Voilà ce qui reste de mes embryons de courgettes |
Je n’aime pas les escargots. Certains en mangeraient sur la tête d’un teigneux. Ce n’est pas mon cas. Si on fait abstraction de la sauce au beurre, ail et persil qui peut les accompagner, je les trouve insipides et leur consistance caoutchouteuse ne m’attire guère. Mais mon manque d’intérêt se transforme en haine farouche dès qu’il s’agit de jardinage. L’an dernier, suite à une prolifération inédite, j’ai mené contre cette maudite bête une guerre sans merci. En effet, ces ravageurs avaient la fâcheuse tendance de manger mes haricots verts dès que ceux-ci sortaient leurs cotylédons de terre. Les rares qui avaient la chance d’échapper à leur gloutonnerie se voyaient dévorés à un stade ultérieur de développement. Je dus en ressemer plusieurs fois pour obtenir une maigre récolte. Au début de cette guerre, je choisis l’arme chimique : des granulés. Mais il semblait qu’ils leur préférassent les plantules naissantes. Il faut dire que les effectifs de leur armée était impressionnants. En faisant un soir un tour de jardin, j’en écrasai de nombreux au passage. Je décidai donc de m’en débarrasser par un écrabouillage systématique. Les soirs de pluie, c’est par dizaines que je les voyais parcourir mes allées de ciment, en route vers de nouveaux ravages.
Cette année, ils sont bien moins nombreux mais ils demeurent nuisibles. J’avais en mars acheté quelques plants de courgettes que je laissai dehors. Quelques jours plus tard il n’en resta que des moignons de tiges qui ne tardèrent pas à mourir. Lorsque j’en rachetai début mai , je pris la précaution après les avoir mis en place de les entourer d’un paillage de lin afin d’empêcher ces baveux parasites de les atteindre. Malheureusement, la technique ne parut pas efficace car dès qu’apparaissait la moindre fleur et le moindre embryon de courgette, ils étaient dévorés. Ces vandales gastéropodes allaient jusqu’à me narguer en continuant leurs agapes quand je les y surprenais au matin, ce qui entraînait une réduction drastique de leur espérance de vie. Je tendis un filet pour les dissuader de s’approcher mais ils continuèrent leurs ravages.

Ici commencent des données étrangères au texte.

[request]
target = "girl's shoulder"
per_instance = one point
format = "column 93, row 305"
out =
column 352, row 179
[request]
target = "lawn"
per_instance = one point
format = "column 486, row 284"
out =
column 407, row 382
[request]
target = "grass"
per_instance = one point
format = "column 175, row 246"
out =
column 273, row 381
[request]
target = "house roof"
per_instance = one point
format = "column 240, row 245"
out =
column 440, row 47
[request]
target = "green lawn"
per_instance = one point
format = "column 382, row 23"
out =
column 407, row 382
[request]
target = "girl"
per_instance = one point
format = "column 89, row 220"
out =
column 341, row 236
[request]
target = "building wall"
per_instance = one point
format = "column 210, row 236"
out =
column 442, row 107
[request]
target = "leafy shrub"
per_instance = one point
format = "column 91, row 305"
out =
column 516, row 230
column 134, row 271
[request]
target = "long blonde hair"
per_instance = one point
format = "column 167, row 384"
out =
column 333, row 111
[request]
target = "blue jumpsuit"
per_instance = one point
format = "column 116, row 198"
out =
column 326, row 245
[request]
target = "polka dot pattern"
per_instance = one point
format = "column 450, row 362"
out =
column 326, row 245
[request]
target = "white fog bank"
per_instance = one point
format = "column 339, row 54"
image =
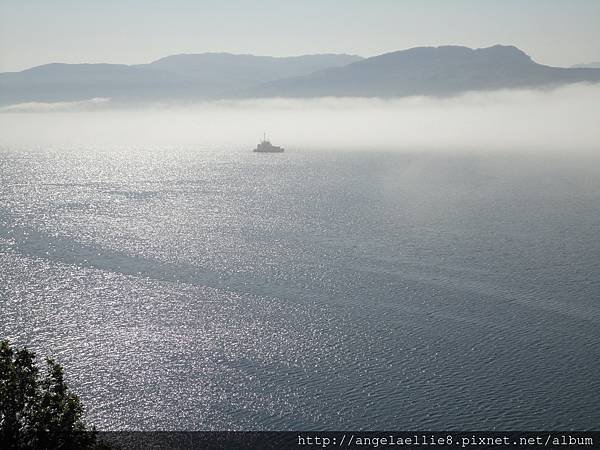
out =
column 565, row 119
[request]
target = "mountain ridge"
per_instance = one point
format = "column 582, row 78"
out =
column 443, row 70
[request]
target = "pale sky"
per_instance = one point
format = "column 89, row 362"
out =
column 34, row 32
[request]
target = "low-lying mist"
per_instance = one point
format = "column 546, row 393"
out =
column 564, row 119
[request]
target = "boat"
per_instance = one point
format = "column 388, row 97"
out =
column 265, row 146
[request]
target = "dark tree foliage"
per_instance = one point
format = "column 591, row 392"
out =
column 37, row 409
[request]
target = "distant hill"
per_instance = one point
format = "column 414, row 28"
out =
column 592, row 65
column 443, row 70
column 428, row 71
column 177, row 77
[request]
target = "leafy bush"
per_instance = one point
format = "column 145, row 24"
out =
column 37, row 409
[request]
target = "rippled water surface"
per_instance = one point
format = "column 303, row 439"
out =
column 192, row 289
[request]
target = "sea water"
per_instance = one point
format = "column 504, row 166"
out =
column 193, row 289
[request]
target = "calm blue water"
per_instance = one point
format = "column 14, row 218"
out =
column 189, row 289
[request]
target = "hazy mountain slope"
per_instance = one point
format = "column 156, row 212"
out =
column 175, row 77
column 427, row 71
column 224, row 70
column 66, row 82
column 592, row 65
column 419, row 71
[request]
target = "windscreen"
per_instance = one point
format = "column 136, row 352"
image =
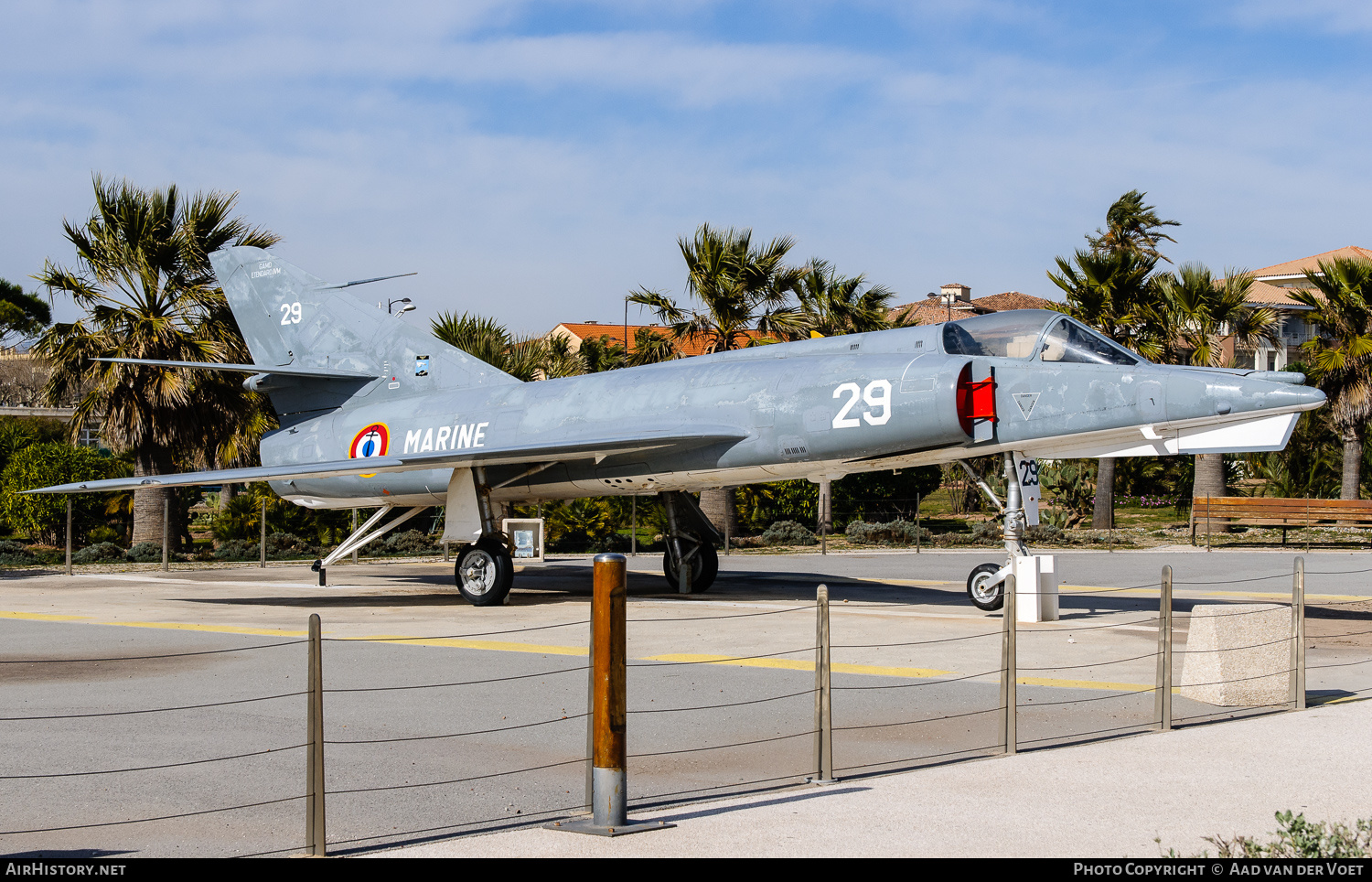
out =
column 1069, row 342
column 996, row 335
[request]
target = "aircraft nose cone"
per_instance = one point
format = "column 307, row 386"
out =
column 1198, row 395
column 1284, row 395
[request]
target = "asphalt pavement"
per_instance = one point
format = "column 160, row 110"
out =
column 161, row 714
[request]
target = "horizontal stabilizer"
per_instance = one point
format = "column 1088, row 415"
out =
column 321, row 373
column 455, row 459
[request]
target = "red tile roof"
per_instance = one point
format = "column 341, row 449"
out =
column 1298, row 268
column 579, row 331
column 933, row 310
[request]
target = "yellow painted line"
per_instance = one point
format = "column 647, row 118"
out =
column 210, row 629
column 458, row 643
column 40, row 616
column 1273, row 594
column 795, row 664
column 1102, row 587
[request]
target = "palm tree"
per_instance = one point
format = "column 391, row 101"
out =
column 145, row 279
column 741, row 288
column 22, row 316
column 1132, row 227
column 1111, row 293
column 1206, row 318
column 1341, row 356
column 836, row 305
column 524, row 359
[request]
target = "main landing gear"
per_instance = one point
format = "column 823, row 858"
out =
column 485, row 569
column 691, row 563
column 987, row 582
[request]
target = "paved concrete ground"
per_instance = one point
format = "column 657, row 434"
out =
column 916, row 684
column 1131, row 797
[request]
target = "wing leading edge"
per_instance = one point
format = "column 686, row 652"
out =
column 340, row 468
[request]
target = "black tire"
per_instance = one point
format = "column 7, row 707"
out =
column 704, row 566
column 485, row 574
column 981, row 596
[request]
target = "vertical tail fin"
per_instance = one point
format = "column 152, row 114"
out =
column 290, row 317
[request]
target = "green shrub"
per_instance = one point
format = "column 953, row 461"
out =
column 1302, row 838
column 43, row 517
column 145, row 553
column 892, row 532
column 16, row 554
column 788, row 532
column 102, row 553
column 236, row 550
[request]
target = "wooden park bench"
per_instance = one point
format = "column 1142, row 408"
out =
column 1270, row 511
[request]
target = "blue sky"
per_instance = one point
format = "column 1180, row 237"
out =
column 537, row 161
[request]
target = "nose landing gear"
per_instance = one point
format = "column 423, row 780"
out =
column 691, row 563
column 987, row 582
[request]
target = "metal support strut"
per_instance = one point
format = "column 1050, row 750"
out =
column 364, row 535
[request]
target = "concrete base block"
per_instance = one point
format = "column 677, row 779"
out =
column 1036, row 588
column 1238, row 654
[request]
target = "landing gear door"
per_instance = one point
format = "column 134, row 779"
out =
column 463, row 514
column 1026, row 469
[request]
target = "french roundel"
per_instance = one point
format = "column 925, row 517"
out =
column 370, row 442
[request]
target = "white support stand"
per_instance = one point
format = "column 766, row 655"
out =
column 1036, row 588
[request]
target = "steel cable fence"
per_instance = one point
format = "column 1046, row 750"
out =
column 866, row 739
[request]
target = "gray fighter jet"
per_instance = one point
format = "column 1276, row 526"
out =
column 379, row 414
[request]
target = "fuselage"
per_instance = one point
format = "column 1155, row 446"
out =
column 803, row 411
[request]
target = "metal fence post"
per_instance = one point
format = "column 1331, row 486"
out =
column 1009, row 668
column 166, row 531
column 609, row 706
column 315, row 838
column 1163, row 704
column 823, row 706
column 1298, row 635
column 823, row 516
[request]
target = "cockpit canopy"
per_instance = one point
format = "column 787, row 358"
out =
column 1034, row 334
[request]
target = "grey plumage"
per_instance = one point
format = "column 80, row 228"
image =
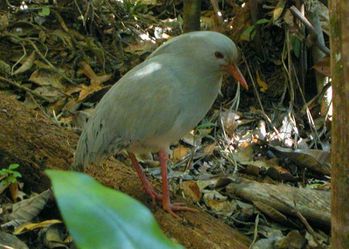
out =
column 159, row 100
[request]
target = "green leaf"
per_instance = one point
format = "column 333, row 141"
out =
column 262, row 21
column 45, row 11
column 278, row 10
column 99, row 217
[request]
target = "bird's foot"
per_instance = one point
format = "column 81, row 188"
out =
column 171, row 208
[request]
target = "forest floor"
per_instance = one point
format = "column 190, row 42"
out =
column 257, row 167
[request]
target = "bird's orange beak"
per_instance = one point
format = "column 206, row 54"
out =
column 234, row 71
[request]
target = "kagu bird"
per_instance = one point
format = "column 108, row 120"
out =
column 159, row 101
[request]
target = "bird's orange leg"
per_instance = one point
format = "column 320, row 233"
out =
column 166, row 203
column 148, row 187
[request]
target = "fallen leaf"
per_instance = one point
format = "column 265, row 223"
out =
column 26, row 65
column 191, row 190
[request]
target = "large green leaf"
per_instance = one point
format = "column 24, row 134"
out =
column 99, row 217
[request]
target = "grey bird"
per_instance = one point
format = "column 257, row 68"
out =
column 159, row 101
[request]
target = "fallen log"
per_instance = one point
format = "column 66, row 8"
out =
column 31, row 139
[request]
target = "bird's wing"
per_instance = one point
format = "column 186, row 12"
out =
column 139, row 106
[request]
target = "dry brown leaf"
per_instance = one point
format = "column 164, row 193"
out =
column 140, row 48
column 323, row 66
column 191, row 190
column 47, row 78
column 261, row 83
column 88, row 90
column 26, row 65
column 180, row 152
column 94, row 78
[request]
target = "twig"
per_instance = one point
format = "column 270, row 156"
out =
column 255, row 232
column 306, row 22
column 13, row 83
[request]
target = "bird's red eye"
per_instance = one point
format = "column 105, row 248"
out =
column 219, row 55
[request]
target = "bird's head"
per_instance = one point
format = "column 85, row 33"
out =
column 212, row 49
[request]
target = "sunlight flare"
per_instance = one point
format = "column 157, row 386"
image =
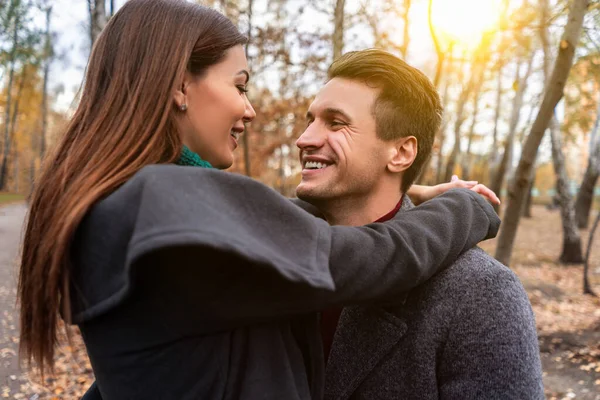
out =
column 465, row 21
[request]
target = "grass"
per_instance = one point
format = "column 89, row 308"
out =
column 6, row 198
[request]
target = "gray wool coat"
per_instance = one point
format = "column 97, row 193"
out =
column 467, row 333
column 190, row 283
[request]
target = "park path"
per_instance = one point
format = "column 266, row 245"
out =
column 11, row 223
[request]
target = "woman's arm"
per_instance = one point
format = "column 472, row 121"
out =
column 420, row 193
column 240, row 252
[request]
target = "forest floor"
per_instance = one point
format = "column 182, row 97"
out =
column 568, row 322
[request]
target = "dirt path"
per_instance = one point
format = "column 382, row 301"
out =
column 568, row 322
column 11, row 220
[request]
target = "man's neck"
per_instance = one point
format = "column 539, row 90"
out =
column 356, row 211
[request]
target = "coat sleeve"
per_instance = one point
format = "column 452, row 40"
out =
column 240, row 252
column 492, row 349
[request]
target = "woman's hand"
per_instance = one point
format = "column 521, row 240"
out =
column 420, row 194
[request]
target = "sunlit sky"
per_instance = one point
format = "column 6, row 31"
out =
column 459, row 20
column 462, row 21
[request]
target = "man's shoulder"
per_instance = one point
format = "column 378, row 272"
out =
column 475, row 272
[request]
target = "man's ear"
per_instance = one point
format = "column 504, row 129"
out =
column 403, row 154
column 180, row 91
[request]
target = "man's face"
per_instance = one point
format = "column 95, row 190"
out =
column 340, row 152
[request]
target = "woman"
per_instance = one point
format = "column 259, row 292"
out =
column 186, row 282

J’ajoutai sans trop d’espoir des granulés. On verra si j’en viens à bout ou s’il me faudra me résigner à une année sans courgettes…
L’autre jour, une jeune « amie » Facebook, publiant la photo d’un mimi petit n’escargot traînant sa baveuse présence sur une vitre la commenta en disant que pendant ce temps il ne pensait pas à boulotter ses courgettes. Je lui conseillai donc de profiter de ce moment de distraction pour l’éliminer. Je constatai un peu plus tard que mon commentaire avait disparu. Je suppose que mon conseil avait dû être considéré comme cruel et partant inacceptable. Je vois dans cet épisode purement anecdotique un symbole de la confusion qui règne dans les esprits de bien des jeunes (et pas que) : on déplore dans le meilleur des cas les ravages des nuisibles mais de là à tenter d’y trouver remède, il y a un pas qu’on ne saurait franchir. On se réjouit de voir des loups, animaux pleins de douceur, réapparaître après des siècles d’éradication. Qu’importe qu’ils fassent des dégâts dans les élevages, ils sont si beaux ! On se désole de l’insécurité grandissante mais on ne souhaite en aucun cas s’attaquer sérieusement à ses origines. On devient de plus en plus mignon dans un monde demeuré cruel. C’est une excellente manière de régresser vers la barbarie.
Le jour où je voudrai élever des escargots, je leur offrirai peut-être des courgettes mais tant que ce ne sera pas le cas, je défendrai ces dernières à tout prix.